Onshape requires HTTPS for all services, including the public website and Onshape Forums. The details of this implementation (certificates, certificate authorities and supported ciphers) are regularly audited. Automated tools test Onshape’s live servers for susceptibility to new and existing SSL/TLS vulnerabilities. HSTS is used to ensure browsers interact with Onshape only over HTTPS.
Onshape protects all design data using strong cryptographic cipher suites and encrypted storage with AES-256. All data is encrypted when stored (at rest) and during communication between Onshape’s servers and your client computer or device (in transit). Communication between internal compute servers and internal databases holding your design data uses SSL/TLS.

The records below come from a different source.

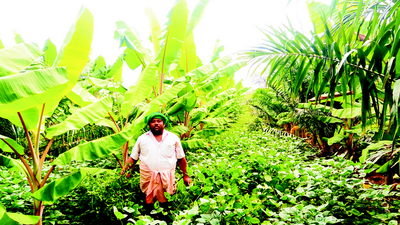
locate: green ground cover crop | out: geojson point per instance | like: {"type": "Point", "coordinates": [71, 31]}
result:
{"type": "Point", "coordinates": [244, 177]}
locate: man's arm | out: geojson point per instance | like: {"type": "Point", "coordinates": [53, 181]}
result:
{"type": "Point", "coordinates": [183, 165]}
{"type": "Point", "coordinates": [129, 164]}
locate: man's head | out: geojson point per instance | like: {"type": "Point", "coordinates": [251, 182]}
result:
{"type": "Point", "coordinates": [156, 122]}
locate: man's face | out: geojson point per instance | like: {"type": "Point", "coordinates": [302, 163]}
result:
{"type": "Point", "coordinates": [156, 126]}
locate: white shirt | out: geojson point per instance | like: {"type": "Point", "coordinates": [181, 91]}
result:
{"type": "Point", "coordinates": [156, 155]}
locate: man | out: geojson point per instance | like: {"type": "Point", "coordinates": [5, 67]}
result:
{"type": "Point", "coordinates": [158, 151]}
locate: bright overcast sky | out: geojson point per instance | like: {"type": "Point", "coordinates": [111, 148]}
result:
{"type": "Point", "coordinates": [233, 22]}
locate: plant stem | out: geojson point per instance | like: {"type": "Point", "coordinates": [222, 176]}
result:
{"type": "Point", "coordinates": [28, 137]}
{"type": "Point", "coordinates": [116, 125]}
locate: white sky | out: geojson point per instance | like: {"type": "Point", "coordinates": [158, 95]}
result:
{"type": "Point", "coordinates": [231, 21]}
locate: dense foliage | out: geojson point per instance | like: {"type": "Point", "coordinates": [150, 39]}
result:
{"type": "Point", "coordinates": [350, 63]}
{"type": "Point", "coordinates": [260, 179]}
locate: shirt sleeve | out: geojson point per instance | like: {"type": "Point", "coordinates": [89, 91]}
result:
{"type": "Point", "coordinates": [136, 150]}
{"type": "Point", "coordinates": [178, 148]}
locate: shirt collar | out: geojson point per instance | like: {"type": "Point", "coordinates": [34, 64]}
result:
{"type": "Point", "coordinates": [164, 135]}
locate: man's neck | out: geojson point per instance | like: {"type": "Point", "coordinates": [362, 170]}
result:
{"type": "Point", "coordinates": [158, 136]}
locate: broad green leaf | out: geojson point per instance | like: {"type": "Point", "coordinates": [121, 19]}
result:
{"type": "Point", "coordinates": [180, 129]}
{"type": "Point", "coordinates": [188, 60]}
{"type": "Point", "coordinates": [207, 87]}
{"type": "Point", "coordinates": [63, 186]}
{"type": "Point", "coordinates": [169, 94]}
{"type": "Point", "coordinates": [99, 63]}
{"type": "Point", "coordinates": [90, 114]}
{"type": "Point", "coordinates": [140, 90]}
{"type": "Point", "coordinates": [132, 58]}
{"type": "Point", "coordinates": [177, 107]}
{"type": "Point", "coordinates": [50, 53]}
{"type": "Point", "coordinates": [94, 149]}
{"type": "Point", "coordinates": [81, 96]}
{"type": "Point", "coordinates": [100, 82]}
{"type": "Point", "coordinates": [347, 113]}
{"type": "Point", "coordinates": [32, 88]}
{"type": "Point", "coordinates": [198, 114]}
{"type": "Point", "coordinates": [74, 53]}
{"type": "Point", "coordinates": [16, 58]}
{"type": "Point", "coordinates": [18, 38]}
{"type": "Point", "coordinates": [218, 122]}
{"type": "Point", "coordinates": [185, 103]}
{"type": "Point", "coordinates": [30, 117]}
{"type": "Point", "coordinates": [23, 219]}
{"type": "Point", "coordinates": [12, 164]}
{"type": "Point", "coordinates": [398, 65]}
{"type": "Point", "coordinates": [194, 144]}
{"type": "Point", "coordinates": [336, 139]}
{"type": "Point", "coordinates": [217, 49]}
{"type": "Point", "coordinates": [155, 30]}
{"type": "Point", "coordinates": [116, 70]}
{"type": "Point", "coordinates": [373, 147]}
{"type": "Point", "coordinates": [174, 36]}
{"type": "Point", "coordinates": [8, 218]}
{"type": "Point", "coordinates": [1, 44]}
{"type": "Point", "coordinates": [107, 123]}
{"type": "Point", "coordinates": [130, 38]}
{"type": "Point", "coordinates": [196, 16]}
{"type": "Point", "coordinates": [206, 70]}
{"type": "Point", "coordinates": [4, 146]}
{"type": "Point", "coordinates": [329, 119]}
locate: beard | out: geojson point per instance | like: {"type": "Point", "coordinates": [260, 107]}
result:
{"type": "Point", "coordinates": [156, 132]}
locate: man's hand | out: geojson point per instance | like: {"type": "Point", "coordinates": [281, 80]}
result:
{"type": "Point", "coordinates": [123, 171]}
{"type": "Point", "coordinates": [186, 179]}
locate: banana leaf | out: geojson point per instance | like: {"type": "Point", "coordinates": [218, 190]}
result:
{"type": "Point", "coordinates": [196, 16]}
{"type": "Point", "coordinates": [50, 53]}
{"type": "Point", "coordinates": [194, 144]}
{"type": "Point", "coordinates": [74, 53]}
{"type": "Point", "coordinates": [180, 129]}
{"type": "Point", "coordinates": [94, 149]}
{"type": "Point", "coordinates": [30, 117]}
{"type": "Point", "coordinates": [14, 144]}
{"type": "Point", "coordinates": [169, 94]}
{"type": "Point", "coordinates": [216, 122]}
{"type": "Point", "coordinates": [32, 88]}
{"type": "Point", "coordinates": [206, 70]}
{"type": "Point", "coordinates": [140, 90]}
{"type": "Point", "coordinates": [188, 59]}
{"type": "Point", "coordinates": [129, 37]}
{"type": "Point", "coordinates": [13, 164]}
{"type": "Point", "coordinates": [90, 114]}
{"type": "Point", "coordinates": [18, 57]}
{"type": "Point", "coordinates": [81, 96]}
{"type": "Point", "coordinates": [116, 70]}
{"type": "Point", "coordinates": [62, 186]}
{"type": "Point", "coordinates": [174, 36]}
{"type": "Point", "coordinates": [132, 59]}
{"type": "Point", "coordinates": [155, 30]}
{"type": "Point", "coordinates": [8, 218]}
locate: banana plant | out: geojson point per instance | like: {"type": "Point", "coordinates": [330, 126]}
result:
{"type": "Point", "coordinates": [340, 61]}
{"type": "Point", "coordinates": [28, 95]}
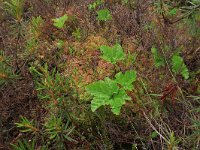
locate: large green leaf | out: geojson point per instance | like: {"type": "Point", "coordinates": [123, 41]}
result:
{"type": "Point", "coordinates": [108, 92]}
{"type": "Point", "coordinates": [112, 54]}
{"type": "Point", "coordinates": [60, 22]}
{"type": "Point", "coordinates": [126, 79]}
{"type": "Point", "coordinates": [104, 15]}
{"type": "Point", "coordinates": [179, 67]}
{"type": "Point", "coordinates": [102, 92]}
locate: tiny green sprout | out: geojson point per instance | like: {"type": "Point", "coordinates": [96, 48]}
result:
{"type": "Point", "coordinates": [158, 59]}
{"type": "Point", "coordinates": [104, 15]}
{"type": "Point", "coordinates": [179, 67]}
{"type": "Point", "coordinates": [95, 4]}
{"type": "Point", "coordinates": [60, 22]}
{"type": "Point", "coordinates": [112, 54]}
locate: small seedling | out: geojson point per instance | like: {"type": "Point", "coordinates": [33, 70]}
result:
{"type": "Point", "coordinates": [60, 22]}
{"type": "Point", "coordinates": [104, 15]}
{"type": "Point", "coordinates": [158, 59]}
{"type": "Point", "coordinates": [179, 67]}
{"type": "Point", "coordinates": [108, 91]}
{"type": "Point", "coordinates": [77, 34]}
{"type": "Point", "coordinates": [94, 5]}
{"type": "Point", "coordinates": [112, 54]}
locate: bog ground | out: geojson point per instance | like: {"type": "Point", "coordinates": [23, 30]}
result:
{"type": "Point", "coordinates": [104, 74]}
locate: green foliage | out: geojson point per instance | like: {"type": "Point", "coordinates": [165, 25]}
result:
{"type": "Point", "coordinates": [26, 126]}
{"type": "Point", "coordinates": [60, 22]}
{"type": "Point", "coordinates": [15, 8]}
{"type": "Point", "coordinates": [25, 145]}
{"type": "Point", "coordinates": [108, 92]}
{"type": "Point", "coordinates": [112, 54]}
{"type": "Point", "coordinates": [158, 59]}
{"type": "Point", "coordinates": [94, 5]}
{"type": "Point", "coordinates": [104, 15]}
{"type": "Point", "coordinates": [125, 2]}
{"type": "Point", "coordinates": [77, 34]}
{"type": "Point", "coordinates": [179, 67]}
{"type": "Point", "coordinates": [173, 141]}
{"type": "Point", "coordinates": [6, 72]}
{"type": "Point", "coordinates": [57, 130]}
{"type": "Point", "coordinates": [172, 12]}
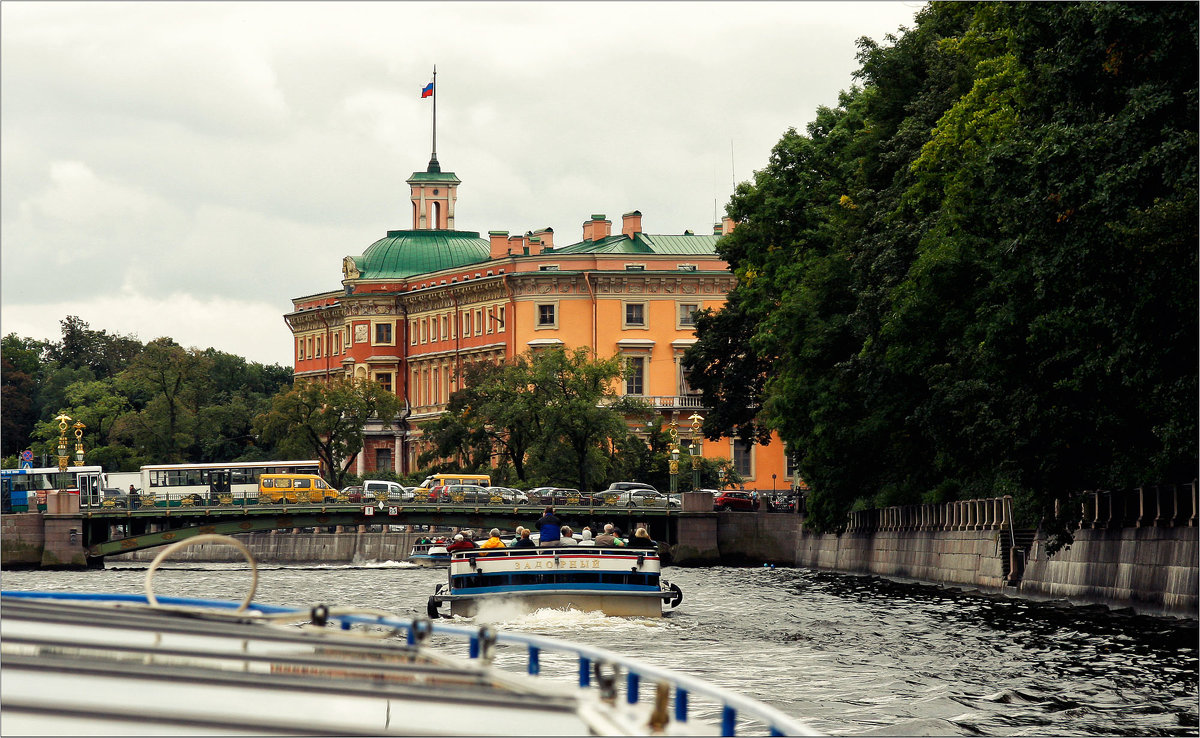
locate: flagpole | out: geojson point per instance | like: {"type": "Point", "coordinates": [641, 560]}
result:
{"type": "Point", "coordinates": [435, 112]}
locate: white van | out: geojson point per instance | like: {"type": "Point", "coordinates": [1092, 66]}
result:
{"type": "Point", "coordinates": [384, 491]}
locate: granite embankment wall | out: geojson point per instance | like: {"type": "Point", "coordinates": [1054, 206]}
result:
{"type": "Point", "coordinates": [1138, 549]}
{"type": "Point", "coordinates": [285, 546]}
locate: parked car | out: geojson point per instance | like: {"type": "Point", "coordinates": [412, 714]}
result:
{"type": "Point", "coordinates": [509, 496]}
{"type": "Point", "coordinates": [625, 486]}
{"type": "Point", "coordinates": [736, 499]}
{"type": "Point", "coordinates": [391, 492]}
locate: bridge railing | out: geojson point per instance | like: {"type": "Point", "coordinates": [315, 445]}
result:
{"type": "Point", "coordinates": [303, 498]}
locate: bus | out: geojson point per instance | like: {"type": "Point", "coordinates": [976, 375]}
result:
{"type": "Point", "coordinates": [208, 483]}
{"type": "Point", "coordinates": [24, 490]}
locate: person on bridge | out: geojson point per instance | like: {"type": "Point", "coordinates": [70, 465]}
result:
{"type": "Point", "coordinates": [493, 541]}
{"type": "Point", "coordinates": [460, 544]}
{"type": "Point", "coordinates": [550, 528]}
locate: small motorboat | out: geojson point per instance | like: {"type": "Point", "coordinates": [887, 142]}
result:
{"type": "Point", "coordinates": [432, 553]}
{"type": "Point", "coordinates": [124, 664]}
{"type": "Point", "coordinates": [616, 581]}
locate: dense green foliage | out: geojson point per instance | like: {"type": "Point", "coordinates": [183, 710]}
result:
{"type": "Point", "coordinates": [550, 417]}
{"type": "Point", "coordinates": [324, 420]}
{"type": "Point", "coordinates": [142, 403]}
{"type": "Point", "coordinates": [977, 274]}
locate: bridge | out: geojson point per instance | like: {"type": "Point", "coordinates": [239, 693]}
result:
{"type": "Point", "coordinates": [139, 523]}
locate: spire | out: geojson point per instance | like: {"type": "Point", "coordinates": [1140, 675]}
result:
{"type": "Point", "coordinates": [435, 167]}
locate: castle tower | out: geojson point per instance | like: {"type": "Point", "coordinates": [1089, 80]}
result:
{"type": "Point", "coordinates": [433, 195]}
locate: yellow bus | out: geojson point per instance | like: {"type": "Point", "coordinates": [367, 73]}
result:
{"type": "Point", "coordinates": [439, 480]}
{"type": "Point", "coordinates": [282, 489]}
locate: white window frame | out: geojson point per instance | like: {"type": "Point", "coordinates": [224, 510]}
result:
{"type": "Point", "coordinates": [537, 317]}
{"type": "Point", "coordinates": [679, 323]}
{"type": "Point", "coordinates": [624, 315]}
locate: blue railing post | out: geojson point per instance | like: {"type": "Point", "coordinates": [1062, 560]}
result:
{"type": "Point", "coordinates": [681, 705]}
{"type": "Point", "coordinates": [729, 721]}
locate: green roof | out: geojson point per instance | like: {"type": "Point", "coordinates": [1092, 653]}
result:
{"type": "Point", "coordinates": [643, 243]}
{"type": "Point", "coordinates": [405, 253]}
{"type": "Point", "coordinates": [433, 177]}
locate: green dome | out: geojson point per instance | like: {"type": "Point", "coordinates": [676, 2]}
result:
{"type": "Point", "coordinates": [405, 253]}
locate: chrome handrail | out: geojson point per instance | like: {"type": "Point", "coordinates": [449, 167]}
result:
{"type": "Point", "coordinates": [480, 640]}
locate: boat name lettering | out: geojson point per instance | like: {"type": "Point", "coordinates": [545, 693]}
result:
{"type": "Point", "coordinates": [567, 564]}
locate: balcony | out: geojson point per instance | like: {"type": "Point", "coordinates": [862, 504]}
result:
{"type": "Point", "coordinates": [669, 402]}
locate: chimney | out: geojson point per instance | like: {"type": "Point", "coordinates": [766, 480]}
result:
{"type": "Point", "coordinates": [631, 223]}
{"type": "Point", "coordinates": [546, 235]}
{"type": "Point", "coordinates": [519, 245]}
{"type": "Point", "coordinates": [597, 228]}
{"type": "Point", "coordinates": [499, 244]}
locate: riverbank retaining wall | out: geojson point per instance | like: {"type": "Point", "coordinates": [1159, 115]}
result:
{"type": "Point", "coordinates": [1137, 549]}
{"type": "Point", "coordinates": [295, 547]}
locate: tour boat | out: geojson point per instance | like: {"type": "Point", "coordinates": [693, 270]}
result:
{"type": "Point", "coordinates": [124, 664]}
{"type": "Point", "coordinates": [616, 581]}
{"type": "Point", "coordinates": [430, 555]}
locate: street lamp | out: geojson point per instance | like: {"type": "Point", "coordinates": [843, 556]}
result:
{"type": "Point", "coordinates": [695, 465]}
{"type": "Point", "coordinates": [64, 419]}
{"type": "Point", "coordinates": [78, 427]}
{"type": "Point", "coordinates": [675, 468]}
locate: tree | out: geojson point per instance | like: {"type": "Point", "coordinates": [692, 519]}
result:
{"type": "Point", "coordinates": [325, 420]}
{"type": "Point", "coordinates": [171, 384]}
{"type": "Point", "coordinates": [977, 275]}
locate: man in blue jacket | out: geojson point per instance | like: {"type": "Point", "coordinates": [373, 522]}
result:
{"type": "Point", "coordinates": [550, 528]}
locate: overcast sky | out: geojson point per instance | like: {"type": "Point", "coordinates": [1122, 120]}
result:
{"type": "Point", "coordinates": [185, 169]}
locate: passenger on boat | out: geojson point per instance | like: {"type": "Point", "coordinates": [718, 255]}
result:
{"type": "Point", "coordinates": [606, 538]}
{"type": "Point", "coordinates": [550, 527]}
{"type": "Point", "coordinates": [525, 541]}
{"type": "Point", "coordinates": [460, 544]}
{"type": "Point", "coordinates": [516, 538]}
{"type": "Point", "coordinates": [493, 541]}
{"type": "Point", "coordinates": [641, 540]}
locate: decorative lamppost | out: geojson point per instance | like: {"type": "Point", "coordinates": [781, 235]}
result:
{"type": "Point", "coordinates": [696, 448]}
{"type": "Point", "coordinates": [64, 419]}
{"type": "Point", "coordinates": [78, 427]}
{"type": "Point", "coordinates": [675, 468]}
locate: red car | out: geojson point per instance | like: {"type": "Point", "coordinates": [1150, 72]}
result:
{"type": "Point", "coordinates": [732, 499]}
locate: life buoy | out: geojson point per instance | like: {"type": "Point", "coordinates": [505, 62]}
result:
{"type": "Point", "coordinates": [677, 593]}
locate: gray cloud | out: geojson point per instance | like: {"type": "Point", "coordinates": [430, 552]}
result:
{"type": "Point", "coordinates": [189, 153]}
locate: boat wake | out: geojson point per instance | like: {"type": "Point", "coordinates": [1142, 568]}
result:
{"type": "Point", "coordinates": [511, 616]}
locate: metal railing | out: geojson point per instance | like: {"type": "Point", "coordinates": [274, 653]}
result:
{"type": "Point", "coordinates": [595, 667]}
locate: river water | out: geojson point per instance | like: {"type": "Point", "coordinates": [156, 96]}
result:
{"type": "Point", "coordinates": [850, 655]}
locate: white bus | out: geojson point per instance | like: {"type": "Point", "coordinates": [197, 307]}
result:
{"type": "Point", "coordinates": [207, 483]}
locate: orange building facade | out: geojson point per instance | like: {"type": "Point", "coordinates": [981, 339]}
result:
{"type": "Point", "coordinates": [420, 305]}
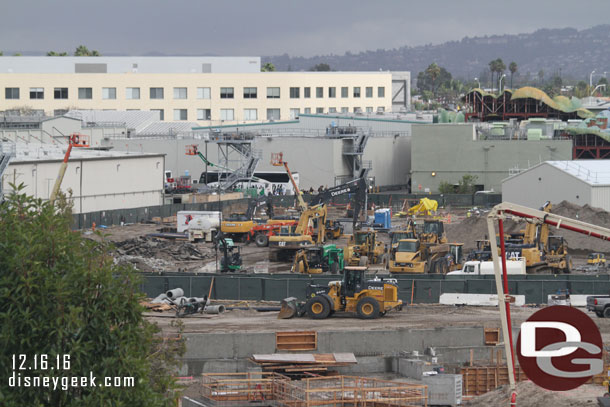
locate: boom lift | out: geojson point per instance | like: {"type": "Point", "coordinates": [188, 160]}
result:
{"type": "Point", "coordinates": [500, 213]}
{"type": "Point", "coordinates": [74, 140]}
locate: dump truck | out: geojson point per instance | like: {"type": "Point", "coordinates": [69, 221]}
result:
{"type": "Point", "coordinates": [369, 299]}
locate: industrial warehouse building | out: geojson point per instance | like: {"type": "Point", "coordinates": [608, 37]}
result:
{"type": "Point", "coordinates": [583, 182]}
{"type": "Point", "coordinates": [96, 180]}
{"type": "Point", "coordinates": [209, 91]}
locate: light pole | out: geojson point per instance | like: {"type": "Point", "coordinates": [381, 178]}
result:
{"type": "Point", "coordinates": [500, 83]}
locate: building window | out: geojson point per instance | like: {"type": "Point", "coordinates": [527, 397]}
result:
{"type": "Point", "coordinates": [273, 114]}
{"type": "Point", "coordinates": [60, 93]}
{"type": "Point", "coordinates": [108, 93]}
{"type": "Point", "coordinates": [250, 114]}
{"type": "Point", "coordinates": [132, 93]}
{"type": "Point", "coordinates": [227, 114]}
{"type": "Point", "coordinates": [11, 93]}
{"type": "Point", "coordinates": [203, 93]}
{"type": "Point", "coordinates": [204, 114]}
{"type": "Point", "coordinates": [180, 93]}
{"type": "Point", "coordinates": [226, 93]}
{"type": "Point", "coordinates": [180, 114]}
{"type": "Point", "coordinates": [156, 93]}
{"type": "Point", "coordinates": [250, 93]}
{"type": "Point", "coordinates": [36, 93]}
{"type": "Point", "coordinates": [85, 93]}
{"type": "Point", "coordinates": [161, 113]}
{"type": "Point", "coordinates": [273, 93]}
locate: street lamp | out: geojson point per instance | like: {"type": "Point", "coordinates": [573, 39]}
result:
{"type": "Point", "coordinates": [500, 84]}
{"type": "Point", "coordinates": [591, 78]}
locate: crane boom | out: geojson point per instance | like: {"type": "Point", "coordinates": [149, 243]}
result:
{"type": "Point", "coordinates": [509, 210]}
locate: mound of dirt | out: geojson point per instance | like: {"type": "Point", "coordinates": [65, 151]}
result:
{"type": "Point", "coordinates": [528, 394]}
{"type": "Point", "coordinates": [475, 228]}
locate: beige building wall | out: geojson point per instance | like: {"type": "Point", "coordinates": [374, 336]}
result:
{"type": "Point", "coordinates": [96, 183]}
{"type": "Point", "coordinates": [379, 82]}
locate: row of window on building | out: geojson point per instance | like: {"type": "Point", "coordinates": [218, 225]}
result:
{"type": "Point", "coordinates": [202, 93]}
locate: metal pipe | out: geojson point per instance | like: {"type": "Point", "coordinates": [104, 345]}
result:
{"type": "Point", "coordinates": [214, 309]}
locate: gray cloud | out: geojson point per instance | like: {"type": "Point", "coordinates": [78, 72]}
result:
{"type": "Point", "coordinates": [272, 27]}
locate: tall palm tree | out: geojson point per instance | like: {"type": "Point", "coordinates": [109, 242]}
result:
{"type": "Point", "coordinates": [512, 67]}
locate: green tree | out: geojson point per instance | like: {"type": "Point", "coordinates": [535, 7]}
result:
{"type": "Point", "coordinates": [321, 67]}
{"type": "Point", "coordinates": [268, 67]}
{"type": "Point", "coordinates": [83, 51]}
{"type": "Point", "coordinates": [512, 67]}
{"type": "Point", "coordinates": [61, 294]}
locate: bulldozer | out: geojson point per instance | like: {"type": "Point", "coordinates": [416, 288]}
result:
{"type": "Point", "coordinates": [364, 248]}
{"type": "Point", "coordinates": [369, 299]}
{"type": "Point", "coordinates": [319, 259]}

7. Third-Party Security Testing
Onshape’s servers are continuously penetration tested by a third-party service that employs a global team of professional security researchers. These researchers are paid to find and report security vulnerabilities. This security testing is ongoing and continually validates the stream of Onshape’s service updates against existing and newly discovered threats. Onshape logs all server activity and audits all user and administrator access. Every transaction is recorded for later analysis and threat detection. All security issues are investigated and resolved rapidly.
This list of security protocols is just the tip of the iceberg. Even if a hacker were to successfully compromise your data on Onshape’s servers, they would never be able to use it. Why? Because that data is encrypted and formatted so that only a full instance of the Onshape production software (which comprises multiple systems and services spread across multiple servers) can be used to make sense of it.
In order for those hackers to be able to use your data, they would not only have to make a copy of all these software components from all the different servers (including locating these servers and bypassing the security that protects them), but also be able to recreate the exact configuration of each of those servers and connect them in the exact same way as the production version of Onshape.
While nothing is technically impossible, it is entirely improbable. Your data is in the safest place with Onshape.